There is no “returning” to pre-COVID. We can’t rewind the clock and unravel the thread. There is an alternative and it’s not as bleak as the “return to normals” would have you think. It’s proactive, based in facts, data, and compassion. It’s the #UrgencyOfEquity: a plan to offer protective measures that leave no one behind. It’s a plan for us to operate and function more seamlessly in a post-COVID world. It’s masking when community spread is high, unmasking when infections wane. Improving air quality indoors, which offers health benefits beyond COVID. Taking the stress and guess-work out of staying healthy with clear guidelines and communication. Fewer illnesses, fewer disruptions in commerce and school, fewer chronic illnesses in the form of Long COVID.

No one wants an endless future of masking, no one is suggesting we live in a dystopian gray expanse of isolation and lockdowns. The insinuation and suggestion that disabled people want that is propaganda – aimed at painting our community as holding everyone back. It’s manufacturing consent to disregard us and dispose of us.

What we want is to protect you, your children.

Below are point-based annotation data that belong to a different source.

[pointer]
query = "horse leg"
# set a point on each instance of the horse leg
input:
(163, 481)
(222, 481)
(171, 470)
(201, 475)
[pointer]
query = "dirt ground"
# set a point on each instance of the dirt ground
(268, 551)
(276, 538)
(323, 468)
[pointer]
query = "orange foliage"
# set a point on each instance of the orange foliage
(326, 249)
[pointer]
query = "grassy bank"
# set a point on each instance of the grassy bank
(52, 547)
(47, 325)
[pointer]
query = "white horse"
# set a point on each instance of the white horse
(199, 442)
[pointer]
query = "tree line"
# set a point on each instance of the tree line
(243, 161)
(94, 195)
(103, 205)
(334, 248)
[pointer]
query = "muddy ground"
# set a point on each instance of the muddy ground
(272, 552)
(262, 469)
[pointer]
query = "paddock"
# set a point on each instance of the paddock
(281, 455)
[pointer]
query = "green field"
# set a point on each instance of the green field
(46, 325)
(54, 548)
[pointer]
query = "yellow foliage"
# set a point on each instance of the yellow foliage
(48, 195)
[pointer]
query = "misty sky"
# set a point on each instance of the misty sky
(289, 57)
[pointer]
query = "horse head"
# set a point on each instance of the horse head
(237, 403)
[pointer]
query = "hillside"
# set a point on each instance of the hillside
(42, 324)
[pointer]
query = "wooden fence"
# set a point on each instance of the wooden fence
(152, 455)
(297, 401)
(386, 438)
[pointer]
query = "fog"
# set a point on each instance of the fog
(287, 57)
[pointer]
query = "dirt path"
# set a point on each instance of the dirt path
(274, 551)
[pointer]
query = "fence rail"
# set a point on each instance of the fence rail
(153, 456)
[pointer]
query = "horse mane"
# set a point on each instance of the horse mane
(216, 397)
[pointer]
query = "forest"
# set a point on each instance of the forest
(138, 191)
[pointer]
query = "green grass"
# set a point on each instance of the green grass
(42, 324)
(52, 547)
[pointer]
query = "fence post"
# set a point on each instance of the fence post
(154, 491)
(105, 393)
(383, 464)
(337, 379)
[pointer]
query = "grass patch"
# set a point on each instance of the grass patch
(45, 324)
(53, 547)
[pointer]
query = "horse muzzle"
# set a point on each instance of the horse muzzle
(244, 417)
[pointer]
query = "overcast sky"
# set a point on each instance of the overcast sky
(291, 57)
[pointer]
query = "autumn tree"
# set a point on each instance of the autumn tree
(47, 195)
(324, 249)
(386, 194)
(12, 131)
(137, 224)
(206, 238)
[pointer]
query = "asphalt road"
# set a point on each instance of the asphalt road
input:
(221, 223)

To have equity and facts drive policy. A bright future of fewer illnesses, cleaner air, logical protections when risks arise. It’s a call for community. Collectively choosing to care and take action when necessary. To adapt. There has never been a better opportunity to finally, belatedly, consider the needs of the most at-risk and craft policy and guidelines around them. To finally, belatedly, understand that ableism hurts us all. To accept and welcome reality. It’s cleaner, truer. It sits in your gut more comfortably than the angry pestilence of denial.

It’s a chance to do all of this because it’s the right thing, but also because no one is immune from becoming disabled. Maybe doing what’s right is always self protective? Maybe listening to disabled and chronically ill people is the way out of this, the way to a healthier and more just existence for all?

Or maybe we’re a society of platitudes on sidewalks. Nice in theory, but washed away at the lightest rain. Positivity that feeds the privilege but starves the marginalized. Paper mache solidarity that crumbles under the slightest pressure.

Maybe we can be the not-so-nice people historians speak of one day, the ones who refused to be apathetic and demanded better. Loud, but kind. Stubborn, but honest. Unafraid to do the right thing.

Author’s Note: I haven’t written about my personal history with chronic illness, but I was diagnosed with ME/CFS in 2004 and am the parent of a chronically ill child. This post will also be published on the Long Covid Families website. If you or someone you love is struggling with Long COVID or a post viral illness, please visit longcovidfamilies.org

One Response

  1. For the privileged, I suppose that “Normal” means not being asked to do anything one doesn’t particularly want to do, not be called on to change daily routines or habits, not to be asked to sacrifice anything on behalf of those more vulnerable or with less resources. As clear an example as the COVID pandemic maybe, it isn’t the only one. What will it take for climate change to get across the urgently necessary message that “Normal” is over and done, and there is no getting back to it, effectively, for ever? I don’t know.

    All that said, thank you for this excellent article.